Q13 - Do Dance workouts help lose weight ?
I will answer this question for my dance workouts only. My dance workouts are specially designed like "Steady State Cardio Workout" - these help to keep your heart rate in the right range to help you stay longer in "FAT Burning Zone" Thats why my dance workouts target more of your fat calories and help you burn fat. This in turn help in weight loss and inch loss too!
Enjoy my workouts to get a LEAN and LIGHTER plus HEALTHY body ! ENJOY !
Q14 - I am doing the dance workouts but not losing any weight... what am i doing wrong?
Q15 - Sweating a lot - Here is how to manage Smell / Hair Care / Body Care ?
Drink a lot of water - 2/3 litres of water in a day - Drinking a lot of water naturally reduces the body odour. Sweat does not smell by itself, its generally the bacteria build up that causes the smell.
Keep Sweating ... Stay Fresh !
Q16 - Can the workouts help increase height?
Yes and No !
Yes - because a good workouts will give you a lot of sporty challenges like hopping, jumping, stretching and movement. These help in overall cell metabolism, promote growth and help you reach your ideal height.
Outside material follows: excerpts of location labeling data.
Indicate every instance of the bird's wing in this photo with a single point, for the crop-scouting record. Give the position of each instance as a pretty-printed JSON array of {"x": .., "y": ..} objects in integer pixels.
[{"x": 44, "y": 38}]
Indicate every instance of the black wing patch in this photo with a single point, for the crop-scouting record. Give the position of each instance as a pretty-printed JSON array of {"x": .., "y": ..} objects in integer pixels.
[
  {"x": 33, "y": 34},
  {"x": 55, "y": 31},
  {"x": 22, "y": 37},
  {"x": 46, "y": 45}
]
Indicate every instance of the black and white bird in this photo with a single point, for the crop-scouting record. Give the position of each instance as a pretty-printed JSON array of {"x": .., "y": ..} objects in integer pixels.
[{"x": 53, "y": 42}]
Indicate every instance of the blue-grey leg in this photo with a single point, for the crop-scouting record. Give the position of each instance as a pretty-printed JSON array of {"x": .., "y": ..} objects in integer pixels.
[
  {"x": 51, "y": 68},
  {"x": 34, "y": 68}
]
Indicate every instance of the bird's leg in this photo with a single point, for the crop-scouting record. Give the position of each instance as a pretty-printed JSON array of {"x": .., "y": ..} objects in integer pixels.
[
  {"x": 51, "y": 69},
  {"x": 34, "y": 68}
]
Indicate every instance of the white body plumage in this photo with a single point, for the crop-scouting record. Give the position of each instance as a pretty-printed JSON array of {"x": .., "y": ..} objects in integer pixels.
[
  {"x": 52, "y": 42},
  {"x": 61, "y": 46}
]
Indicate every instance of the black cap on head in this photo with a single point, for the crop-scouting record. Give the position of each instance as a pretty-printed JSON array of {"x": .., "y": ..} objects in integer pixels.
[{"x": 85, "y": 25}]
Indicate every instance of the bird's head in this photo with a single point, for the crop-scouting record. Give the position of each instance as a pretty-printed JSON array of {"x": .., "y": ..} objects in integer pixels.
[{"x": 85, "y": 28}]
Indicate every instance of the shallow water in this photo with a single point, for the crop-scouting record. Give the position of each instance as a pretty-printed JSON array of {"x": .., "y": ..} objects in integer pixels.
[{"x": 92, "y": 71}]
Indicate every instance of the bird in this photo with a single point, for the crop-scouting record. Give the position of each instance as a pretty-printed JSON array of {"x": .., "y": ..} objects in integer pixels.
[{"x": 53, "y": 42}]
Exercises also improve our overall body posture - helping us look taller.
No - because more exercises like hanging, stretching, skipping are only helping you with body posture and cell growth. They cannot increase your height any more than your genetic make up allows.
Please don't fall for marketing gimmicks and people portraying fake results to get views.
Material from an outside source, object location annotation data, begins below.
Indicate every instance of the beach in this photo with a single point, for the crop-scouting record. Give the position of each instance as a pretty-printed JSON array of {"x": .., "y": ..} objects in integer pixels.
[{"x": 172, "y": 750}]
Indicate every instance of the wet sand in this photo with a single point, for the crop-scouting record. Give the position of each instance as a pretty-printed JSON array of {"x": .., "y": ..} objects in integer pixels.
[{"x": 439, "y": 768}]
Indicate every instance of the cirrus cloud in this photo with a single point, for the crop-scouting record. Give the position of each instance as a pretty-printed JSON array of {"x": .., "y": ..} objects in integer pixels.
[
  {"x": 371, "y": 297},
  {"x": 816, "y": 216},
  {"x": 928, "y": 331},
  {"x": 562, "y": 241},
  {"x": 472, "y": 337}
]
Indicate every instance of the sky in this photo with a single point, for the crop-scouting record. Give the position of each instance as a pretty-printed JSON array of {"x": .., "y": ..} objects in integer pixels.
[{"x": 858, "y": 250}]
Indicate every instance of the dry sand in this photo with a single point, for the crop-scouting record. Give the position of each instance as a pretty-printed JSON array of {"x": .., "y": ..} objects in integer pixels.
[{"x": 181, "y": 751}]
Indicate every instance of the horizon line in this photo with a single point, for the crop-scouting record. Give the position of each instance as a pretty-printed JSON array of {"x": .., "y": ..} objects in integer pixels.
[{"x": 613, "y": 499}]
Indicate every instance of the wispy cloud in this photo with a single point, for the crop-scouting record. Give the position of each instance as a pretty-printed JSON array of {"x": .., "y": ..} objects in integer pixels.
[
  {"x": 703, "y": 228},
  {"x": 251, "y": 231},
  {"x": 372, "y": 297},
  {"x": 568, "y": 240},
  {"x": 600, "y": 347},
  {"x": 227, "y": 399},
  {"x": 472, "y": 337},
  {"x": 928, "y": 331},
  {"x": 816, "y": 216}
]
Hindi proverb - "Insaan apne vicharon se uncha hota hai" ... Live a bigger life and people will look up to you!
Q17 - Can Teenager / Kids do DanceWithDeepti workouts ?
Definitely Yes! All my workouts are designed to be fun and sporty - hence they are suitable for kids and teenagers. All my exercises target a fun routine for the whole family to enjoy together, stay healthy and lose weight in a safe environment.
Kids/Teenager - should NOT do exercises with weights (dumbbells/barbells etc) These put unnecessary / polarised pressure and can retard growth if done incorrectly
Safe Exercises for Lean and Strong Muscle building for Teenagers - All body weight exercises are a great way to build some muscles and continue to stay flexible. Body weight exercises include Squats, push ups , pull ups, lunges burpees - they challenge the body but also evenly distribute weight to avoid growth issue.
REMEMBER : Key is to not overdo exercises . Like everything else in life - exercises need to be done in moderation
Q18 - Protein Powder - Yes or No?
I only recommend what i do myself and believe in. I am natural living enthusiast and always try to see nutrition from natural food sources
Q19 - Wear Shoes - Yes or No?
Most of my beginner workouts can be done at home without wearing shoes also.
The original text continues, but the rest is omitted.